Reusable UI components should be placed under the components/ directory. Nuxt automatically imports components from this directory, according to the official Nuxt documentation.

Example:

components/
├── AppHeader.vue
├── AppSidebar.vue
├── DataTable.vue
└── StatusBadge.vue

Composables

Reusable logic should be placed under the composables/ directory.

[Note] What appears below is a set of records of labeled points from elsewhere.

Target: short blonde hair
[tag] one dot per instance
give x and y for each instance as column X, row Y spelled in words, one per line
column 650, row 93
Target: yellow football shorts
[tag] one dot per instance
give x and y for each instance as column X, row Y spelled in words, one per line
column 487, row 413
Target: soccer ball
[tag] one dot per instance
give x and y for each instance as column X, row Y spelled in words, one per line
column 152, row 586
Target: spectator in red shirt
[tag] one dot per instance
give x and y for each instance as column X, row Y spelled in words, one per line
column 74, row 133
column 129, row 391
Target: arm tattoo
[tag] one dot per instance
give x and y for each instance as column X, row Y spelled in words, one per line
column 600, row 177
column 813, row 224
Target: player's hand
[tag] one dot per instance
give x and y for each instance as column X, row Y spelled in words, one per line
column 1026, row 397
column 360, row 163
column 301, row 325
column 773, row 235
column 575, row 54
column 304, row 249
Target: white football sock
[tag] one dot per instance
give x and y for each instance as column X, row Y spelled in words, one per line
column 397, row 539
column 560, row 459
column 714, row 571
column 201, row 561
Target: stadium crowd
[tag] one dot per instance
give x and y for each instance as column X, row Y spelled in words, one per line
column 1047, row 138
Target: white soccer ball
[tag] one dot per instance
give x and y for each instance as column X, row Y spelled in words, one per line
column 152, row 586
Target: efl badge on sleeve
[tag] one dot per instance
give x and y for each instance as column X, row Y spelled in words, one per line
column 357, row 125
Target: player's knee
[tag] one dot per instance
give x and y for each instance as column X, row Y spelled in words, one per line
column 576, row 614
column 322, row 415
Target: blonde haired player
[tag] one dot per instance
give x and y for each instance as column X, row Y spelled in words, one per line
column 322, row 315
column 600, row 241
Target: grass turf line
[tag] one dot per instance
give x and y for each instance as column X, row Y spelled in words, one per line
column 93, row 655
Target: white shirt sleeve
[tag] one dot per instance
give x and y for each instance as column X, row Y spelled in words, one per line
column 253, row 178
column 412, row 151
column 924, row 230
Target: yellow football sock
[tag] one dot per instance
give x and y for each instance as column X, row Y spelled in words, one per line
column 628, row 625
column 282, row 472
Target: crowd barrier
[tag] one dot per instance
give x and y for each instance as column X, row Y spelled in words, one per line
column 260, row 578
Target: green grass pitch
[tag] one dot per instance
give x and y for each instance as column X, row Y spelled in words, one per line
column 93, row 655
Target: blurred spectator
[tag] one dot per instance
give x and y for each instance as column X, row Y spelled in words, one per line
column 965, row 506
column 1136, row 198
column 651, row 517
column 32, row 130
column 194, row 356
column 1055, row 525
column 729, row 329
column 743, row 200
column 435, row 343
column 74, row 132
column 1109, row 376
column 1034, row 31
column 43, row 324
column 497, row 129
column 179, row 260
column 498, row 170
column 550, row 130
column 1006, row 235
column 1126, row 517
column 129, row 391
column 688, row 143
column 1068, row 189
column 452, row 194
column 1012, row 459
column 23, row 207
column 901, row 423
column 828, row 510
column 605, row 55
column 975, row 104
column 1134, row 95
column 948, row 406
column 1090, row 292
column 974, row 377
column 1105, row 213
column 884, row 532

Nuxt officially documents that composables in this directory can be auto-imported into the application.

Example:

composables/
├── useAuth.ts
├── useApi.ts
├── usePermissions.ts
└── usePagination.ts

API Communication

Frontend API calls must use environment-based API URLs.

Example placeholder:

NUXT_PUBLIC_API_BASE_URL=https://api.example.com

Example usage pattern:

const config = useRuntimeConfig()

const response = await $fetch('/profile', {
baseURL: config.public.apiBaseUrl,
headers: {
Authorization: `Bearer <ACCESS_TOKEN>`,
},
})

Authentication State

The frontend should manage authentication state securely.

Rules:

  • Do not store sensitive tokens in insecure locations.
  • Do not expose tokens in URLs.
  • Do not log tokens in the browser console.
  • Redirect unauthenticated users to login.
  • Enforce role-based navigation visibility.
  • Backend authorization remains mandatory even if frontend hides UI elements.

Route Protection

Frontend route guards or middleware may be used to protect dashboard routes.

Example placeholder:

export default defineNuxtRouteMiddleware((to, from) => {
const user = useCurrentUser()

if (!user.value) {
return navigateTo('/login')
}
})

Build and Preview

Nuxt applications can be deployed in different modes, including Node.js server deployment, static pre-rendering, serverless, or edge environments, according to the official Nuxt deployment documentation.

Common commands:

npm install
npm run build
npm run preview

Nuxt officially states that the preview command starts a server to preview the application after running the build command.

Environment Rules

  • Do not commit production environment files.
  • Do not expose private backend secrets in frontend variables.
  • Only public-safe values should use NUXT_PUBLIC_*.
  • API base URLs should be configured per environment.
  • Production builds must use production-safe configuration.

Error Handling

Frontend errors should be displayed clearly without exposing internal stack traces.

Recommended format:

{
"message": "Unable to complete the request.",
"reference_id": "REF-EXAMPLE-001"
}

Performance Notes

  • Use pagination for large lists.
  • Avoid loading heavy reports directly in the browser.
  • Use server-side filtering where applicable.
  • Optimize images and static assets.
  • Avoid exposing large datasets to unauthorized users.

Security Rules

  • Do not expose access tokens in logs.
  • Do not expose private API keys in frontend code.
  • Do not rely on frontend-only authorization.
  • Validate permissions again on the backend.
  • Do not include real user data in examples.
  • Use placeholders for domains, tokens, and credentials.